Following the deadly face-off with Chinese soldiers in the Galwan Valley, India is ensuring that it resets its relations with Beijing without losing much time.

After banning Chinese apps and cancelling some railway and telecom projects in which Chinese companies were involved, India is planning to keep the East Asian country away from participation in highway projects, including those through joint ventures.

Union Minister of Road Transport and Highways and MSME, Nitin Gadkari said the government will ensure that Chinese investors are not entertained in any sector, including MSMEs.

“We will not give permission to joint ventures that have Chinese partners for road construction. We have taken a firm stand that if they come via joint venture in our country, we will not allow it,” Gadkari said in an interview with a news agency.

After the deadly June 15 face-off between Indian and Chinese troops in which 20 Indian soldiers lost their lives in the Galwan Valley, India has decided that business will not be as usual with China.

It has given self-reliance initiative a push to stop the inflow of cheap Chinese goods, which were otherwise helping China in widening trade deficit with India.

This has rattled China, which fears that it will lead to a full-fledged trade war between the two countries.

Global Times, China mouthpiece which is spitting fire against India since the Chinese soldiers’ failed incursions into Indian territory in early May, maintains in its recent write up that “a full economic decoupling from China may draw its (Indian) economy back to its predicament two decades ago.”
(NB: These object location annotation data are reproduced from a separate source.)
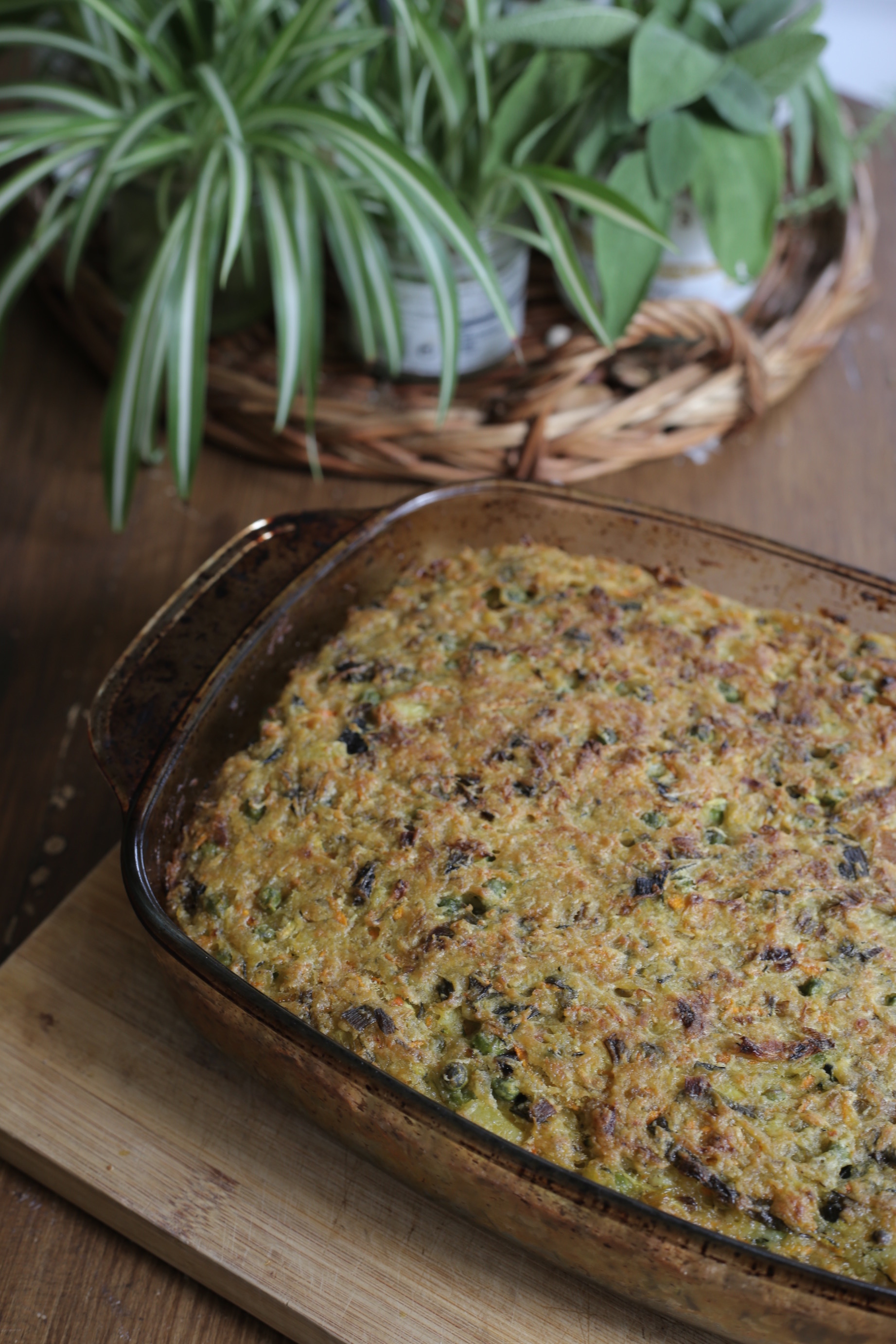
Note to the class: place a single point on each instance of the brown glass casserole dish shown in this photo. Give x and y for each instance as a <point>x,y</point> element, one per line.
<point>191,691</point>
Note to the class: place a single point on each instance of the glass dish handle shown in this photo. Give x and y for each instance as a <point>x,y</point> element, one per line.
<point>155,679</point>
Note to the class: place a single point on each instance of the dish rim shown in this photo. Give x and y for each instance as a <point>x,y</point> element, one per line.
<point>539,1171</point>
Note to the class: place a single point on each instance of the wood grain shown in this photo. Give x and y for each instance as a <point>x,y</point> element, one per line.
<point>817,472</point>
<point>115,1101</point>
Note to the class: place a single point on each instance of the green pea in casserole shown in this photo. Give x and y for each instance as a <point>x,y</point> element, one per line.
<point>604,862</point>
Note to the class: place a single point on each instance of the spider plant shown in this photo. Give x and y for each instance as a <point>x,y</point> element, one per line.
<point>495,119</point>
<point>692,97</point>
<point>218,106</point>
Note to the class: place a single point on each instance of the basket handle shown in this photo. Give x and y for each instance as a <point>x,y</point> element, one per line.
<point>155,679</point>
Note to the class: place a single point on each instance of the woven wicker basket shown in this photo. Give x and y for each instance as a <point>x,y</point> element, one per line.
<point>683,375</point>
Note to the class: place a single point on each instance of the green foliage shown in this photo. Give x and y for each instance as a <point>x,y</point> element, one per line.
<point>265,129</point>
<point>667,71</point>
<point>673,148</point>
<point>737,187</point>
<point>685,103</point>
<point>564,25</point>
<point>217,106</point>
<point>625,265</point>
<point>534,73</point>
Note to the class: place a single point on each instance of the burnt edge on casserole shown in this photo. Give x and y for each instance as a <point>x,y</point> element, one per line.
<point>605,863</point>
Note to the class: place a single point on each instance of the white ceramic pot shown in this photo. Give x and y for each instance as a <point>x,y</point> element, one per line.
<point>692,272</point>
<point>483,338</point>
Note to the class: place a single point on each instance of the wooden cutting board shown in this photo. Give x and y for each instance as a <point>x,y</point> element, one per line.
<point>109,1097</point>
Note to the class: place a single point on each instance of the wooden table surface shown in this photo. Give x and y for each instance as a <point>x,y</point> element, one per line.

In a typical Chinese style, which explicitly follows a strategy of present what you have not said and do what you have not shown to even your friends, the lone English daily of China says,” In addition to China and India-the two giant emerging economies in Asia-many Asian countries and regions would be impacted by an intensified dispute between the two”

Experts see such write ups as China’s long held tradition to show the world that it is against any kind of dispute or war, whereas on the ground it is seen threatening or messing up with those who don’t agree with it either over land or trade issues.